70% range on a Leaf or a Tesla battery after eight or ten years is still very valuable for offpeak energy storage applications.


It is a very large assumption that the packs found in all cars will be the choice of utility companies. Electric car manufacturers (full EV or PHEV) cannot even agree on chargers.

To me this idea that utility companies step up is like the age old promise, the check is in the mail. Until a full life cycle plan is shown and incorporated as part of each sale its simply a sales gimmick.

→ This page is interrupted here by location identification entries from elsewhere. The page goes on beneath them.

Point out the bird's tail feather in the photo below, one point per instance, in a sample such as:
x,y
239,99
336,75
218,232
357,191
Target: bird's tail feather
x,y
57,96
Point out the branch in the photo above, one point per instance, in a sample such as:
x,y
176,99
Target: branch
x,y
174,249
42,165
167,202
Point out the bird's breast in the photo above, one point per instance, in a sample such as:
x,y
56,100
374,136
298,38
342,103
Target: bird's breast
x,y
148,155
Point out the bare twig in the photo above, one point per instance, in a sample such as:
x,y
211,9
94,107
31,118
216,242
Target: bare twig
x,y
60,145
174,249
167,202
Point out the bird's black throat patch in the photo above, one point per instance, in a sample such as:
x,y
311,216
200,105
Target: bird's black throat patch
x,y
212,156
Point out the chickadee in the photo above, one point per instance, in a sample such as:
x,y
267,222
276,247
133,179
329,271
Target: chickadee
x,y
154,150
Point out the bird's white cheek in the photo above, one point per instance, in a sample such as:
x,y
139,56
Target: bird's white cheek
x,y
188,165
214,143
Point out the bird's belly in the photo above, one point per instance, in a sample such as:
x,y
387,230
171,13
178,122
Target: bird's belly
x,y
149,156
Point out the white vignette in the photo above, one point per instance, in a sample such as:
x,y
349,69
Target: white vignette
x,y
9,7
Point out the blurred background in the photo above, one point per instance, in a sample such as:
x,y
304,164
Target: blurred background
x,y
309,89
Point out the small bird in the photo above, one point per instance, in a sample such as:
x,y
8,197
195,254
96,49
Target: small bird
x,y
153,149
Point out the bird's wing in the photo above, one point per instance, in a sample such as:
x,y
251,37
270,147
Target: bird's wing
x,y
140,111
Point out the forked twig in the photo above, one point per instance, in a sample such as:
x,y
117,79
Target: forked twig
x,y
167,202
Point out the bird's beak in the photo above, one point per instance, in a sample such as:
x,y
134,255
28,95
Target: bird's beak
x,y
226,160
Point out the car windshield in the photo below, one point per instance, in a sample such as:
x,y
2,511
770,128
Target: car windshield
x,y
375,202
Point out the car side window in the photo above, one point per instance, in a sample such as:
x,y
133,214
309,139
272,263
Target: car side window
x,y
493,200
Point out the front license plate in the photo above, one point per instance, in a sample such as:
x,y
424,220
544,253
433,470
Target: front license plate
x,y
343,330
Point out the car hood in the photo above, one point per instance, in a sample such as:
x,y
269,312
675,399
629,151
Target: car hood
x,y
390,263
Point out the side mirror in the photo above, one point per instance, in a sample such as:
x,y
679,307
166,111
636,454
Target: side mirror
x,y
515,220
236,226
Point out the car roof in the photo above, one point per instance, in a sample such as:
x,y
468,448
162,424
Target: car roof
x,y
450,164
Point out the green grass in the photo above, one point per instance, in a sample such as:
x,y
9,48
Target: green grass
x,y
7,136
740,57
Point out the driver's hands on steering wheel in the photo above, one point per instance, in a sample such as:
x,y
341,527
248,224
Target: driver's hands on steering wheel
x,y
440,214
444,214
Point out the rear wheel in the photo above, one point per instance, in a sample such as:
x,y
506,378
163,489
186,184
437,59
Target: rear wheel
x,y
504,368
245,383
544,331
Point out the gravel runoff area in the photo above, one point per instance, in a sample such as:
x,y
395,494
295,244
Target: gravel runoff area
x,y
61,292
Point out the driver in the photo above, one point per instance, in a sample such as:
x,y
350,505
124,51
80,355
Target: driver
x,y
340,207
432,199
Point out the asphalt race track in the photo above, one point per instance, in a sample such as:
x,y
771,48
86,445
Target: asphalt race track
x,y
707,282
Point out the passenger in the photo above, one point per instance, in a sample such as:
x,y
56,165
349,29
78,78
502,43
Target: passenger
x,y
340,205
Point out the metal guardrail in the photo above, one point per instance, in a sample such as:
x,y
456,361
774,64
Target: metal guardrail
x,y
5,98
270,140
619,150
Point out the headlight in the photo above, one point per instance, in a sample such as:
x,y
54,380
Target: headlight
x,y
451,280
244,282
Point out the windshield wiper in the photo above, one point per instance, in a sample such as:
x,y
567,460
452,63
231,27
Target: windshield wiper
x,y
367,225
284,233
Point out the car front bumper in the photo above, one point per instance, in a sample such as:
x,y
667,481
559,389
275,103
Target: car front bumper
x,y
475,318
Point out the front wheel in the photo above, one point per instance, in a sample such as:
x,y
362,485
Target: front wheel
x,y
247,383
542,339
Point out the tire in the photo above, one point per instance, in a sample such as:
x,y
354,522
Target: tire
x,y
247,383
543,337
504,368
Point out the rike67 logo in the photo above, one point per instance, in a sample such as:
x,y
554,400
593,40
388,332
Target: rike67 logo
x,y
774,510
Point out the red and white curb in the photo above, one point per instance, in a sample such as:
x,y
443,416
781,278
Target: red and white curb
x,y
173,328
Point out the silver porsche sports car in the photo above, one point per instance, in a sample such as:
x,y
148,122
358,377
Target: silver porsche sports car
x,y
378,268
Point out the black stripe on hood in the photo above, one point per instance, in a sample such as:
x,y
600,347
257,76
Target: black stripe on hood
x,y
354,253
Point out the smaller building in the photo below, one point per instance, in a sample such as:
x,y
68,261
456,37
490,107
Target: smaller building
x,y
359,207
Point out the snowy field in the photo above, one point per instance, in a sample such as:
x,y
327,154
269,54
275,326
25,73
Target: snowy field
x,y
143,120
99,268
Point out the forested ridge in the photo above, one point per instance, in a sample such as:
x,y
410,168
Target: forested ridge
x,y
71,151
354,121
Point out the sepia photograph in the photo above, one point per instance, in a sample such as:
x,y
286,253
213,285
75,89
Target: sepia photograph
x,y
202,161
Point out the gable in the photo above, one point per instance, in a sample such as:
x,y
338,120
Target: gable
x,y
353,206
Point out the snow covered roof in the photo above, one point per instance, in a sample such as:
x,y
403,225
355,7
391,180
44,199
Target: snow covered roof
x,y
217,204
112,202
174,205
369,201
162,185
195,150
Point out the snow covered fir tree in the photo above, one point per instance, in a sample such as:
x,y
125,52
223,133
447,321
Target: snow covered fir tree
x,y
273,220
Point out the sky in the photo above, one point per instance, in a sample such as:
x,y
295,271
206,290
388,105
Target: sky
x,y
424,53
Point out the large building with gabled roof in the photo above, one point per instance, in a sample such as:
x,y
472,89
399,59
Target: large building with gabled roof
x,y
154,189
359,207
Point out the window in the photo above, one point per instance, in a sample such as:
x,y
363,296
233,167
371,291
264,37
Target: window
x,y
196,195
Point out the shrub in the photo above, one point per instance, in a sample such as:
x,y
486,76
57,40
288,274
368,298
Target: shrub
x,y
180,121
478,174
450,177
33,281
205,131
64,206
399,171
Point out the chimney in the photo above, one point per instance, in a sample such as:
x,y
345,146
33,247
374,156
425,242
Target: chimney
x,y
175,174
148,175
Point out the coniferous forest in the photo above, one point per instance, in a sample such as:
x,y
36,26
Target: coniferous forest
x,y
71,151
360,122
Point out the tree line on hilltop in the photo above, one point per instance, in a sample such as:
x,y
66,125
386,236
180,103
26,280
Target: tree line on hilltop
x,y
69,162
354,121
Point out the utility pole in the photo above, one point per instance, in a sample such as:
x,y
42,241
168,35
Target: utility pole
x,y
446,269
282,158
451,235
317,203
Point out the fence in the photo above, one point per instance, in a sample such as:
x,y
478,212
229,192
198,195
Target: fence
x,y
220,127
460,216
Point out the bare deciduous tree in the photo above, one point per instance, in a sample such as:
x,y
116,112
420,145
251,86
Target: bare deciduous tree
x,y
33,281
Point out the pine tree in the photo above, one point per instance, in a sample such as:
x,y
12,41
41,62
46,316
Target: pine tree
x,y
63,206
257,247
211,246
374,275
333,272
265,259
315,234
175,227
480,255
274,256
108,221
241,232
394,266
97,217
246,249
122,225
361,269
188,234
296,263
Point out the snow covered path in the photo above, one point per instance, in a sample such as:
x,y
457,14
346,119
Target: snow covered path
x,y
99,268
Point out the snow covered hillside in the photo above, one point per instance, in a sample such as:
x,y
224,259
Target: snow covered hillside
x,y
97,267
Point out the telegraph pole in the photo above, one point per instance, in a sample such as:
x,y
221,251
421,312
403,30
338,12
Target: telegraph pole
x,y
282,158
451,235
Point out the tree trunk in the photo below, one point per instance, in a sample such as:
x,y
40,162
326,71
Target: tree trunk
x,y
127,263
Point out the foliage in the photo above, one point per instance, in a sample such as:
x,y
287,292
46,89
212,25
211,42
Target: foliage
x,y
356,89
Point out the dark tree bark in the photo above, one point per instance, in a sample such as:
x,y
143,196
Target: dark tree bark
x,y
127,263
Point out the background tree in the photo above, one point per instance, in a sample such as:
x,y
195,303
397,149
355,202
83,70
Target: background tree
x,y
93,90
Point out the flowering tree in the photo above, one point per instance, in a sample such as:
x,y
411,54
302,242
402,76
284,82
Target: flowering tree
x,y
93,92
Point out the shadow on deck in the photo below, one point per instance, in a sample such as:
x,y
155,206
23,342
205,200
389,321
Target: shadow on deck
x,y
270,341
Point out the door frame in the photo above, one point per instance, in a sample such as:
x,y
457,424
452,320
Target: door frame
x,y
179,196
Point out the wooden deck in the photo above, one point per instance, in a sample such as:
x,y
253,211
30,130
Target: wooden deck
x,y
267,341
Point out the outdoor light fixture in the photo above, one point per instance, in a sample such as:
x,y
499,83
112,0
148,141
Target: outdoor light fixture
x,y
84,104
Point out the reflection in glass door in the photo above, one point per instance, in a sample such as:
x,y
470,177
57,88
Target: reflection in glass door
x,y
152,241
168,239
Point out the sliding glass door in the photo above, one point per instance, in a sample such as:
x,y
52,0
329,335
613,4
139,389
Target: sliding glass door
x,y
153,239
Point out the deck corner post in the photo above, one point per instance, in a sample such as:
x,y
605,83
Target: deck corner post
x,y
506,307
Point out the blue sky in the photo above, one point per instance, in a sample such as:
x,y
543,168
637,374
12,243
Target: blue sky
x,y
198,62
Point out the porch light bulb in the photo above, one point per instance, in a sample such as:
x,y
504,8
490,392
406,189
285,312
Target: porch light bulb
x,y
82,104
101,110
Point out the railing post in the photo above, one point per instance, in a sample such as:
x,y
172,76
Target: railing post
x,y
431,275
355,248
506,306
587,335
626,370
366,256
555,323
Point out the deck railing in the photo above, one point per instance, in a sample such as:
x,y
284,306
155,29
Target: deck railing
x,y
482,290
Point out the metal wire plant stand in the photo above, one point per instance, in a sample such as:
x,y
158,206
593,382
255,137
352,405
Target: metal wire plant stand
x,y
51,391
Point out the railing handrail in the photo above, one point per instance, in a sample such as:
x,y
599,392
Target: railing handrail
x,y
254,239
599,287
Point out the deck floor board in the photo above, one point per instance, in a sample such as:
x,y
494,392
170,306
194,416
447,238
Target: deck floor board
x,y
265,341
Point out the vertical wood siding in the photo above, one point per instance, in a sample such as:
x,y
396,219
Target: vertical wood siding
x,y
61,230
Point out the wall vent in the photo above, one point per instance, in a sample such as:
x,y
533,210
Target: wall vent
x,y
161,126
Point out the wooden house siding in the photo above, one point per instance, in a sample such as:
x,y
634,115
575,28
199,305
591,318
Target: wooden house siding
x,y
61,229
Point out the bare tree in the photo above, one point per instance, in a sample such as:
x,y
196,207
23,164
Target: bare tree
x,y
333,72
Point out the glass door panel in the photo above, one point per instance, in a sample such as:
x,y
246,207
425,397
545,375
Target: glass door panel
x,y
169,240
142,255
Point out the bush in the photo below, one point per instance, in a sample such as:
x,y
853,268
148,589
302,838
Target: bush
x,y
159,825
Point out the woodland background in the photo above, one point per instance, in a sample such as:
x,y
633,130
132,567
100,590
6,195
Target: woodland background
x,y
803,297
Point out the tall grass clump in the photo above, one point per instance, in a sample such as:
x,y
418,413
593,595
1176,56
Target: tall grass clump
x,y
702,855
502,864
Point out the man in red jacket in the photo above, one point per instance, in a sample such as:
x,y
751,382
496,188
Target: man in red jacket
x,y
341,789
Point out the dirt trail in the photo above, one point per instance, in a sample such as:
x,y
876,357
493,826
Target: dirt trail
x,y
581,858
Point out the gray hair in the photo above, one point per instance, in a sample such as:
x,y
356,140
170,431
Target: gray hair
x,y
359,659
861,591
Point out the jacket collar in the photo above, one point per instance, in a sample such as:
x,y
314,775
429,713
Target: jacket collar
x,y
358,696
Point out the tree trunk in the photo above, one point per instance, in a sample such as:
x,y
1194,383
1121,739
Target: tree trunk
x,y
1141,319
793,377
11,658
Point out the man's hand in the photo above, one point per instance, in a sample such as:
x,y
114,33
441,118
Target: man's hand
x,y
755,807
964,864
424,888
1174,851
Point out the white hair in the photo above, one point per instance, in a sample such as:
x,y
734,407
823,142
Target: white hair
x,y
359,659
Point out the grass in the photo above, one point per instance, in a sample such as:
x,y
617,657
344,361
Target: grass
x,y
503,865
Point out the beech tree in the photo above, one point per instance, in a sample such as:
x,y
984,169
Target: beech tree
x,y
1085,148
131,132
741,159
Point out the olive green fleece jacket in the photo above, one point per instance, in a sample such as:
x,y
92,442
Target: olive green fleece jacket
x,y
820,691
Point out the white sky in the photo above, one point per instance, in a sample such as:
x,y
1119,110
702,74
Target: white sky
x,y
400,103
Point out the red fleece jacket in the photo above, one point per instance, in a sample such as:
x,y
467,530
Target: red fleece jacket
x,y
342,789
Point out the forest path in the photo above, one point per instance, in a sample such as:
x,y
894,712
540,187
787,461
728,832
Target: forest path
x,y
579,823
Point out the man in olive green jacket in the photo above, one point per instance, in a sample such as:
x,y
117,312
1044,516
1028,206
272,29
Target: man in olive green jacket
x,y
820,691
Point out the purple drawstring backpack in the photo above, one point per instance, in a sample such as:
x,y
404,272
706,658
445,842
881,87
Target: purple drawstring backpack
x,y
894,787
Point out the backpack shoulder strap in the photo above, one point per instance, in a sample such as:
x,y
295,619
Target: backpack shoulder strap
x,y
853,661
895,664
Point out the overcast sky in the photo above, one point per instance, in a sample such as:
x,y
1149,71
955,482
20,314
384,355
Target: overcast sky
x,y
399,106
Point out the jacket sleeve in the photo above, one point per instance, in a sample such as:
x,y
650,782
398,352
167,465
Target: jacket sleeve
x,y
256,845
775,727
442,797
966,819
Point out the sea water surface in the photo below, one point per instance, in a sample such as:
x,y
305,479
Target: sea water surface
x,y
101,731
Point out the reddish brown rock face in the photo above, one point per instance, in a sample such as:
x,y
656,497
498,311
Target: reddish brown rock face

Plus we haven't hit the tip of the iceberg when it comes to new regulations governing these cars. They are new and they are very PC now but laws will come along to deal with them, the first being, how do you tax them since they won't be caught at the pump? Politicians won't let that go easily. Plus we haven't seen how response crews will handle these cars in accidents. Testing is one thing but people tend to wreck cars very differently from how tests are performed.

There is also the incredible cascade effect of electric only cars. (disclosure I work for a major parts distributor) The majority of what automotive stores sell and repair shops fix simply don't exist in these cars. How many years before battery technology pushes more than your corner fuel store out? Jay Leno on his Jay Leno's Garage series recently remarked on how little his nearly hundred year old electric car needs. This will be true for the current and new generations.

Still back to your point, until I see it regulated or guaranteed in contract I don't subscribe to the idea the utilities will step up. There will vastly easier solutions for them, like taking up all those batteries that end up in government vehicles from fleets of buses to cars.


Do you have a link to utilities offering money for those batteries? Looks like the cost of complete replacement is around $30,000 on Roadster and $50,000 on Model S (discussion here http://www.teslamotors.com/en_EU/forum/forums/replacing-mode..., the poster does assume retail pricing for batteries), so wondering what's the range of "plenty".


Naah, all electric car batteries are replaceable in the sense you are talking about. "Swappable" means you can change them out in a short period of time (10 minutes or less) in lieu of recharging. Completely different concept.


You're right, somebody above pointed out that on IS it's designed to be hot-swappable.


I am big electric engines for cars fan, I just thing we should use fuel cells and fill them with something very similar to gasoline just generated from wind, sun, tides, or nuclear sources.